Com mais da metade da xícara vazia, Romeu deixou de divagar. Já não mais se sentia uma célula metropolitana, que mecanicamente cumpri normas e horários. Estava livre dos compromissos, da vida tributada e vazia. Não se sentia mais oprimido. Libertara seu Senhor Hyde, bem mais calmo, sem os abusos e excessos. Olhou novamente para Tatuagem tribal. Era linda, pensou ele. E seus pensamentos seguiram livres: Ficção Steampunk, o sonho de ser professor de estética, palestras sobre Nietszche e Simone de Beauvoir, uma casa no campo. De vez em quando Romeu rabiscava uns tópicos, alguma coisa intraduzível, pessoal…
– Olá! Você está nos desenhando? – a pergunta vinda de uma das balzaquianas da mesa vizinha trouxe Romeu de volta à realidade.
– Não. Estou rascunhando algumas idéias sobre estética e feminismo. – Respondeu Romeu, ainda tonto. – É um projeto para meu mestrado.

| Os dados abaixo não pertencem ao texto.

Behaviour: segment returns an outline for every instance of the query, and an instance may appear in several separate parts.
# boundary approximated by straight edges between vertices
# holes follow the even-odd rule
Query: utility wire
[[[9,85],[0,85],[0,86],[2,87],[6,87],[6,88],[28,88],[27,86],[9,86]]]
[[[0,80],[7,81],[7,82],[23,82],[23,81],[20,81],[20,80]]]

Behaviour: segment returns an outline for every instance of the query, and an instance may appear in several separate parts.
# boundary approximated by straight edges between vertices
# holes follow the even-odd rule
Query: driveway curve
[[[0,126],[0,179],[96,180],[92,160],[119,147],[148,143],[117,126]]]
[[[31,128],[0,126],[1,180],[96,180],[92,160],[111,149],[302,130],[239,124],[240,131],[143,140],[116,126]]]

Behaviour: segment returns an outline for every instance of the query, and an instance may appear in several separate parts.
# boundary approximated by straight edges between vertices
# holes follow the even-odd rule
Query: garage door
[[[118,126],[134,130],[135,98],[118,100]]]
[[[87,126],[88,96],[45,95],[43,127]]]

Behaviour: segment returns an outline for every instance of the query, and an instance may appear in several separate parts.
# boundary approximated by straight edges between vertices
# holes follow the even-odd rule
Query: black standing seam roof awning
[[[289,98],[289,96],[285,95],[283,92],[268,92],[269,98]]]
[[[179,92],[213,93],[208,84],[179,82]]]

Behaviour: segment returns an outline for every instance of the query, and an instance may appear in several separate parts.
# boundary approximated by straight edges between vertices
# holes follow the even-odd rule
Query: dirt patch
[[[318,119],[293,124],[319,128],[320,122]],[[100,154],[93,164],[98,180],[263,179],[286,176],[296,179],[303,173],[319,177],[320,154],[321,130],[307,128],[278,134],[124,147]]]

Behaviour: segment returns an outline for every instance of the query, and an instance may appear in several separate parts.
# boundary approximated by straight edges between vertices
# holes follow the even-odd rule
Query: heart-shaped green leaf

– Ah! Bem que você possui cara de professor! Bom trabalho para você.
Logo depois a lanchonete fechava suas portas. As balzaquianas se levantavam. A mulher com tatuagem tribal sorriu para Romeu e se despediu. Elas se perderam na multidão que saia do Shopping.
Romeu saiu depois. Voltava para as correntes da realidade cotidiana. Nunca mais veria aquela tatuagem tribal. No outro dia reveria sua Julieta, com quem dois anos se casaria e compraria contrariado um carro, enquanto morava de aluguel. Tentaria um mestrado algum dia? Não sei. O que eu sei é não foi desta vez que ele ficou completamente livre.